As part of a project, old server hardware was replaced with shiny new hardware. Beside the server hardware, storage hardware and infrastructure was also replaced. The new hardware was installed beside the old hardware and because the customer has a high virtualization ratio, nearly all servers were VMs and the migration of the VMs was was done without downtime. The customer uses a Windows 2008 R2 failover cluster for file services and MS SQL Server. The MS SQL Server is the database for the ERP software. This cluster used in-guest iSCSI and because of this, we were able to move it online to the new server hardware and migrate the cluster disks later. At a certain point we had the cluster nodes on the new hardware and were able to do a direct comparison in terms of the performance of the new hardware. The runtime of batch jobs and the experience of user showed us, that the hardware was slower. We were puzzled…
The virtualization hardware
CPU ressources were never a problem at this customer, but available memory.
|HP ProLiant DL360 G7||2x Intel Xeon X5650 (Westmere-EP)||96 GB|
|HP ProLiant DL560 Gen8||4x Intel Xeon E5-4603v2 (Ivy Bridge-EP)||384 GB|
The E5-4603v2 has a slower base frequency and no turbo boost mode. Beside this fact, the E5-4603v2 is “only” a quad core CPU. The reason for switching from dual socket to quad socket was to achieve a higher consolidation ratio at a reasonable price/ performance ratio. It’s like a change from a sports car to a spacious family car.
The observed effects
The customer moved both cluster nodes during the night from the old to the new server hardware (thanks to VMware for vMotion without shared storage). The next day we observed, that batch jobs, that were executed on the MS SQL Server, were running slower. In addition to that, users complained about a slightly slower response time while working with the ERP software. While searching for the reason we observed high CPU latencies and %RDY. This is a screenshot for the CPU latencies on the host.
This is a screenshot of the latencies we observed on the VM. As you can see, the latencies started on tuesday at ~ 10 pm. Exactly at this point, the cluster VMs were moved to the new hardware. I must say that the two VMs ran for several days alone on the old hardware, each VM had it’s own physical server.
Relatively quickly we found the cause for the high latencies: Power saving settings. We switched the Power Regulator Mode in the BIOS to “HP Static High Performance mode” and to “High Performance” in ESXi. The setting in ESXi only works if the power management is set to “OS Control mode”. If you set the BIOS to “HP Static High Performance mode”, then the power management setting in ESXi is without function (thanks to Frank Buechsel for the hint). There is a Support Center article from HP which describes this issue. The article also references to VMware KB1018206. After changing the settings, the latencies were gone, the %RDY lower and the response time were slightly better. Disabling the power management settings was missed during the hardware setup.

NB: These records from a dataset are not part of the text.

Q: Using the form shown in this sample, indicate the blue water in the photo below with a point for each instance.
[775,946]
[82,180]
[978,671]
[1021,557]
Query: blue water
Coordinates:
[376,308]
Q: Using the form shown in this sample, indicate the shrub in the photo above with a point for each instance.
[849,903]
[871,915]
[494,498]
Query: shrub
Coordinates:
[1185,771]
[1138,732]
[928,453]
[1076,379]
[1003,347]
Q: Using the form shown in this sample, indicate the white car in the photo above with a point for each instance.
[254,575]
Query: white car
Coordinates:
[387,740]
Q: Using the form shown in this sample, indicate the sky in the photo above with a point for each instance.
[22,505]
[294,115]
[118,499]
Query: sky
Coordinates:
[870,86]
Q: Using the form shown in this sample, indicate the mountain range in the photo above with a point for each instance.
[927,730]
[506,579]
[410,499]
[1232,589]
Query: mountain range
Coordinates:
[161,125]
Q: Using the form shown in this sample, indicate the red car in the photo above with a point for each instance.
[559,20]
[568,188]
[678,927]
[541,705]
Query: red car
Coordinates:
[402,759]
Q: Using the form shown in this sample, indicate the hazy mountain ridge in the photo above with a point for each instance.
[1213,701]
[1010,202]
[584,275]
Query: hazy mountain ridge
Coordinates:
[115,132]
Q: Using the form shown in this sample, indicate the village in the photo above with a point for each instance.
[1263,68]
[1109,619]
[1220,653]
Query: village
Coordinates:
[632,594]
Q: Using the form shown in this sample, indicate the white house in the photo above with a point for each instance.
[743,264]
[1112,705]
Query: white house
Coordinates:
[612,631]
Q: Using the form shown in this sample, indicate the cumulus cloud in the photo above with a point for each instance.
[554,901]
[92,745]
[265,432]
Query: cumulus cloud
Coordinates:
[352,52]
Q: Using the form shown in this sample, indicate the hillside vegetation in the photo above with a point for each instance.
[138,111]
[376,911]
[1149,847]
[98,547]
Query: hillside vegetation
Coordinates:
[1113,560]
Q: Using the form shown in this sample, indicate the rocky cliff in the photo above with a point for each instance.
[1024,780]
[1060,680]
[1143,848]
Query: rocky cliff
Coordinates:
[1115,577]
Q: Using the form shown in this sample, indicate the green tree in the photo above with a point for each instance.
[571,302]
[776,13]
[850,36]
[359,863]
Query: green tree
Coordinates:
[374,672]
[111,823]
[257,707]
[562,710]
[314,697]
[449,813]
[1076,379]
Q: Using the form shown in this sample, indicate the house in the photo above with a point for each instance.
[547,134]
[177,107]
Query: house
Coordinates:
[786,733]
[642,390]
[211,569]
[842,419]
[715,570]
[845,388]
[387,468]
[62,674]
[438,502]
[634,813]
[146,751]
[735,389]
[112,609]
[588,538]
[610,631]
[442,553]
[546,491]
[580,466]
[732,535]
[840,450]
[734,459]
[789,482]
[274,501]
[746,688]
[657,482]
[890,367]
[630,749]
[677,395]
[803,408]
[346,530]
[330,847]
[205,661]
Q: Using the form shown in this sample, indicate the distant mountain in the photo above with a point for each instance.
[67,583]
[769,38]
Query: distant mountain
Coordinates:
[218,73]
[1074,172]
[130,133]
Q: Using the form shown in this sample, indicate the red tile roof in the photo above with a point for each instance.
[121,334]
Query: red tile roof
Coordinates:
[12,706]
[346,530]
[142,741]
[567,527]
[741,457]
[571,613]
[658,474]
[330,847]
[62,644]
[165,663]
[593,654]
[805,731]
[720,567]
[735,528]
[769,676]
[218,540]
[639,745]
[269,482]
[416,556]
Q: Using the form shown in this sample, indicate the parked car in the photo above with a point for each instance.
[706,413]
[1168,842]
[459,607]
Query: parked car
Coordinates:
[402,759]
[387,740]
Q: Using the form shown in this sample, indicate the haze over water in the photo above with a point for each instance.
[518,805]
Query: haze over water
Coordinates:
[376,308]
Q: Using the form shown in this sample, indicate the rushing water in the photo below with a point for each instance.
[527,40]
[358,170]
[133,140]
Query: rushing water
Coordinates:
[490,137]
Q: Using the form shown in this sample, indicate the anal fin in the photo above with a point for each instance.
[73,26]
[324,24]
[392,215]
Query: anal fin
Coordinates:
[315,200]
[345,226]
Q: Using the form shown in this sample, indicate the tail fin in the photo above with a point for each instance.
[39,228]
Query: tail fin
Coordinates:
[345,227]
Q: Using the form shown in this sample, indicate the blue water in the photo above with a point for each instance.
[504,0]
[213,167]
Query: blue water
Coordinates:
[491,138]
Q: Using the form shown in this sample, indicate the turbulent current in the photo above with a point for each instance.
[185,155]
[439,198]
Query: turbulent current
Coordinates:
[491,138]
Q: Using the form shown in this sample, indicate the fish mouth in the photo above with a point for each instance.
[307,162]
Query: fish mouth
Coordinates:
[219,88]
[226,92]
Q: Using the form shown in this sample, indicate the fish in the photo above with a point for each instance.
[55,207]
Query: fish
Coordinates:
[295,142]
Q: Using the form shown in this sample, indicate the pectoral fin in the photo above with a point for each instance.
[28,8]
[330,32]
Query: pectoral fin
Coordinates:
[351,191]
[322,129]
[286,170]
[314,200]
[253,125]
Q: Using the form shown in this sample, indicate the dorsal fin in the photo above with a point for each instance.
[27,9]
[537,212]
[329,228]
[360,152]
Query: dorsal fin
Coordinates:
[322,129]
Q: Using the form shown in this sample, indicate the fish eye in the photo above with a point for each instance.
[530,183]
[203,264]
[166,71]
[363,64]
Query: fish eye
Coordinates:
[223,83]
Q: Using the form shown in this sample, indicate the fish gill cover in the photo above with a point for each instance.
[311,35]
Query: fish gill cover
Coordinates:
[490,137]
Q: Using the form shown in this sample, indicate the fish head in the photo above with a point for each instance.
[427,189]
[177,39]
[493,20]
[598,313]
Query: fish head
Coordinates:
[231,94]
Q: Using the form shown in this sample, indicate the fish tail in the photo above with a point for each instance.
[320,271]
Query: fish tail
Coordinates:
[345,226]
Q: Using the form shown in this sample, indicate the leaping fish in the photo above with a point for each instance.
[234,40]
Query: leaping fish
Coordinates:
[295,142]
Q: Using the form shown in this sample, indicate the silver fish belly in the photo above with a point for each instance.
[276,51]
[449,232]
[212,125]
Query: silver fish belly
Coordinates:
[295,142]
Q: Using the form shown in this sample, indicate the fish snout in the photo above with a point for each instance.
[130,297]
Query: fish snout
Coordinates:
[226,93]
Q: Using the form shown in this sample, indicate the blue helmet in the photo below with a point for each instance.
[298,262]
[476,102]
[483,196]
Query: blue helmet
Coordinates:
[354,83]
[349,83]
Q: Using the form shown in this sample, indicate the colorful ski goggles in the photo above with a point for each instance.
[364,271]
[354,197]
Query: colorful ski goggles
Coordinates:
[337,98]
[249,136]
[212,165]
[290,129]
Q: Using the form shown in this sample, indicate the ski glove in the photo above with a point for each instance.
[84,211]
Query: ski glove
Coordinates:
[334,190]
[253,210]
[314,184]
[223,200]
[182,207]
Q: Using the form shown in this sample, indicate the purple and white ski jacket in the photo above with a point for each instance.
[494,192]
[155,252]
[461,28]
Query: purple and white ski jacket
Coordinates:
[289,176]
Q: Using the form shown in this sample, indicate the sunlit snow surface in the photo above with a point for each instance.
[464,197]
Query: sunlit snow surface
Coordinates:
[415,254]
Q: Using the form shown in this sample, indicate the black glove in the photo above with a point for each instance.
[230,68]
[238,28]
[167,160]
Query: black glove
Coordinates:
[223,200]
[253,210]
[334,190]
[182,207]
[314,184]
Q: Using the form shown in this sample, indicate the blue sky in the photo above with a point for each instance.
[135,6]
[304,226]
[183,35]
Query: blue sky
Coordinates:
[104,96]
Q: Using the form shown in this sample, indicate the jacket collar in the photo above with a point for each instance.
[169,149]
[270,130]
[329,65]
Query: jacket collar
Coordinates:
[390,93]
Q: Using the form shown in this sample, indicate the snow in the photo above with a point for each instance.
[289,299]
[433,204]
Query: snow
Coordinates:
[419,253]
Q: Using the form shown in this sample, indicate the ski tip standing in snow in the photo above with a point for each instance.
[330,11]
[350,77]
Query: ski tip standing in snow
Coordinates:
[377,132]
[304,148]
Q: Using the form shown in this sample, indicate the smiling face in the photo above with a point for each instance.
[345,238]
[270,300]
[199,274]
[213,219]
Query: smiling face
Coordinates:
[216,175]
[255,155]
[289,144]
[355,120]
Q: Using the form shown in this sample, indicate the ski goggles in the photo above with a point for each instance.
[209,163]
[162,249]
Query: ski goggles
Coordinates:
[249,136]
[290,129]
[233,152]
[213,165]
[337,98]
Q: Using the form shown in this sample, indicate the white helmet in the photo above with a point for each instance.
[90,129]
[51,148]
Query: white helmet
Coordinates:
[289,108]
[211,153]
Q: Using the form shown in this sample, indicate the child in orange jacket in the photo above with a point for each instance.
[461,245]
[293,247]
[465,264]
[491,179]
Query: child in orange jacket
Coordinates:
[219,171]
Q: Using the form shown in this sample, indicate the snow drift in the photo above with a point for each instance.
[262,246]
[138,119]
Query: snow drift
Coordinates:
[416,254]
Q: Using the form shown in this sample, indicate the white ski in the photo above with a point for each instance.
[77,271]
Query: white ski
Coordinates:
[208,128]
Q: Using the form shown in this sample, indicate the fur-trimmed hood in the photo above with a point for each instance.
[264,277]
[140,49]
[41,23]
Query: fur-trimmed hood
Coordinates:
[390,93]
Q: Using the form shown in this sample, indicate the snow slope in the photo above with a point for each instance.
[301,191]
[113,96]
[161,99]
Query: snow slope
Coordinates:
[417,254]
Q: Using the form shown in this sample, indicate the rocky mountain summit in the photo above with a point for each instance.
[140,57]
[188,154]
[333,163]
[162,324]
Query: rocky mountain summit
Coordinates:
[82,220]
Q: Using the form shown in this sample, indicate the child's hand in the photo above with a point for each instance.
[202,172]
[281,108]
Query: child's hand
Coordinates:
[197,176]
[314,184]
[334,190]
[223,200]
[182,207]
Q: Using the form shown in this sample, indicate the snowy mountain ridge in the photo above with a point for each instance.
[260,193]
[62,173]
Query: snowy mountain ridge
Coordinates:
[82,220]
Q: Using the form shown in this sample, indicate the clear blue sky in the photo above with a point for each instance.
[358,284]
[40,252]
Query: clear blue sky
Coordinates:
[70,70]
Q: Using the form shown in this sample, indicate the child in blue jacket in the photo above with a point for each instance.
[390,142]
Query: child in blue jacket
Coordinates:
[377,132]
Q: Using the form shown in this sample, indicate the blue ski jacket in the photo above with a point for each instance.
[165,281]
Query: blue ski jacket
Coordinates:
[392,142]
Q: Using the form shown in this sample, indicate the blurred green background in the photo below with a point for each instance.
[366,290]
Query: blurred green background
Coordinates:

The customer and I did some additional tests. We switched the VMs from 6 to 4 vCPUs. This dramatically reduced the %RDY times, but the response time for the users were slightly increased. Then we switched to 8 vCPUs (2 Sockets with 4 Cores). This improved the response time, the %RDY times were still lower compared to the 6 vCPUs setup, but the batch jobs weren’t faster. In fact: The nightly batch jobs benefit from a high clock rate (single thread performance). This was confirmed by the software company that developed the ERP software my customer is running. They also confirmed that parts of the application logic were run in the database. Parts of the ERP software are written in VB6, which has also influence the scalability of the software. The MS SQL Server itself profits from multiple cores. It is a little odd, since the ERP software loads an incredible amount of work on the database server. But hey: I’m not a developer. Tasks like SSIS packages or direct SQL queries are incredibly fast, unfortunately we (currently) can’t see the performance boost in the ERP software. At the end it’s more an architectural problem with the ERP software, than undersized hardware.
It’s useful to look at the performance requirements in more detail and to talk to the developers, in order to understand the requirements of a particular software. It is important to know whether an application is single-threaded, or whether it benefits from multiple cores. In the worst case, the power dissipated in the application. Because of these requirements, you can then select the appropriate CPUs. Size your virtual machines so they align with physical NUMA boundaries. In my case a VM with 6 vCPUs was moved to pCPUs with 4 Cores per Socket. That wasn’t optimal. The “Performance Best Practices for VMware vSphere 5.5” whitepaper is a good read. If you have to deal with latency-sensitive workloads take a look into the “Best Practices for Performance Tuning of Latency-Sensitive Workloads in vSphere VMs” whitepaper. At the end it’s a question of the budget, whether you can go for more cores, more MHz or both.